Ethiopië vecht tegen genitale verminking
Johan Denis
17 september 2008
Steeds minder Ethiopische ouders passen genitale verminking bij meisjes (FGM) toe, volgens een ngo die actie voert om de praktijk uit te roeien. In sommige streken is de verbetering echter gering.
“Meer mensen weten tegenwoordig dat FGM schadelijk is,” zegt Abate Gudunfa, hoofd van het Ethiopische Nationale Comité voor Traditionele Gebruiken (EGLDAM), “en kinderen die vandaag geboren worden zijn veiliger [voor de praktijk].”
Een netwerk van veertig ngo’s, waaronder EGLDAM, de regering en internationale organisaties zijn allemaal betrokken bij anti-FGM campagnes in Ethiopië.
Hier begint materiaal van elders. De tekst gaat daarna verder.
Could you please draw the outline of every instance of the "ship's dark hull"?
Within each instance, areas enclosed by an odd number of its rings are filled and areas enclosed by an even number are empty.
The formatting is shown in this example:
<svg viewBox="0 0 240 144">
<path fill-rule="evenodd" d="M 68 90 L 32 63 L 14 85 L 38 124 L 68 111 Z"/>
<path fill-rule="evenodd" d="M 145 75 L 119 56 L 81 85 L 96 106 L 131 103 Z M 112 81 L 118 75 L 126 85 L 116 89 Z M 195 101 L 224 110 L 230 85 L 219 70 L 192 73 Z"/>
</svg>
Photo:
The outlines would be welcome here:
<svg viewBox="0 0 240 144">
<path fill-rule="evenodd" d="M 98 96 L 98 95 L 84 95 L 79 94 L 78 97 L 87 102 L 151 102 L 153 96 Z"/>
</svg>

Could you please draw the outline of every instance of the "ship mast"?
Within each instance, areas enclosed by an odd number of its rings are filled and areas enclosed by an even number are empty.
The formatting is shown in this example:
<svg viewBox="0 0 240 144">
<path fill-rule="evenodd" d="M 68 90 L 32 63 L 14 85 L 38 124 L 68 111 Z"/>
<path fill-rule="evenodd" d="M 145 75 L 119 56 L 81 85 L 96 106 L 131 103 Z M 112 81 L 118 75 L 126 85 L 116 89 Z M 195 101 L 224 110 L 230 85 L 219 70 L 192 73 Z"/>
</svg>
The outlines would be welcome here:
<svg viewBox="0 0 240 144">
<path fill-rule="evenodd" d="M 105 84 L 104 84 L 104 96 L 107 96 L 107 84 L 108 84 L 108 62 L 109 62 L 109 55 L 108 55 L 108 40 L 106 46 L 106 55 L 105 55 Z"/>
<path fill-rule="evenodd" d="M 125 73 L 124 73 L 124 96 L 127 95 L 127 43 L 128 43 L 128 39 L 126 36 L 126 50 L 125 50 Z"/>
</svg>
In tegenstelling tot vroeger worden mensen die FGM uitvoeren, ook gestraft.
Grote weerstand tegen verandering
Een onderzoek, uitgevoerd door EGLDAM in 2007, bracht aan het licht dat in 1997 nog 61 procent van de meisjes FGM onderging, maar dat dit cijfer nu teruggelopen is tot 46 procent .
Negen regio’s en de twee onafhankelijk bestuurde steden, Addis Abeba en Dire Dawa, tonen de meeste verbetering. In andere regio’s is de verbetering minimaal. “Er is bijna geen vermindering in de regio’s Afar en Somali, de bolwerken van de ergste vorm van FGM,” valt te lezen in het rapport van het onderzoek. Er zijn ook grote verschillen tussen diverse etnische groepen.
Cijfers van Unicef laten dezelfde tendens zien. Het aandeel vrouwen tussen 15 en 49 jaar die FGM hebben ondergaan, bedraagt 74 procent. Dit percentage ligt iets lager in de stedelijke gebieden (69 procent) dan op het platteland (76 procent). Het aandeel vrouwen tussen 15 en 49 die minstens een dochter hebben, die FGM heeft ondergaan, is ‘slechts’ 38 procent.
Nul tot veertien jaar
Vrouwelijke besnijdenis gaat dikwijls gepaard met de verwijdering van de clitoris, of een deel ervan, en het verwijderen van kleine en/ of grote schaamlippen. In sommige gevallen worden de binnenste schaamlippen dichtgenaaid, waarbij een kleine opening gelaten wordt waardoor urine en bloed kan passeren. Gecombineerd met het wegsnijden van genitaliën is dit, volgens experts, de meest extreme vorm van FGM.
In sommige gemeenschappen worden meisjes zelfs een maand afgezonderd, met hun benen samengebonden, zodat ze niet kunnen bewegen. Op die manier stopt het bloeden en kan er littekenweefsel gevormd worden.
Genitale verminking wordt uitgevoerd bij meisjes vanaf minder dan drie maanden oud tot meisjes van veertien jaar. Elk jaar lopen wereldwijd een geschatte drie miljoen meisjes het risico genitale verminking te ondergaan.
Volgens het Inter-Afrikaans Comité (IAC) houdt de praktijk een groot gezondheidsrisico voor vrouwen in. Sommige besnijders gebruiken hetzelfde mes of scheermesje voor al hun slachtoffers. Daardoor kunnen HIV en andere infecties verspreid worden en de praktijk is ook (mee) verantwoordelijk voor de hoge sterftecijfers bij vrouwen in Afrika.
Tot de complicaties op lange termijn behoren verwikkelingen bij het kinderen baren, menstruatieproblemen, pijnlijke seksuele betrekkingen, psychologische trauma’s en HIV/ AIDS.
Redenen die aangehaald worden om met FGM door te gaan variëren naargelang de sociaal-culturele context. Tot de meest aangehaalde redenen behoren morele en religieuze waarden, het behoud van maagdelijkheid en de eer voor de familie, esthetische beoordelingen, hygiëne en het tegengaan van kindersterfte.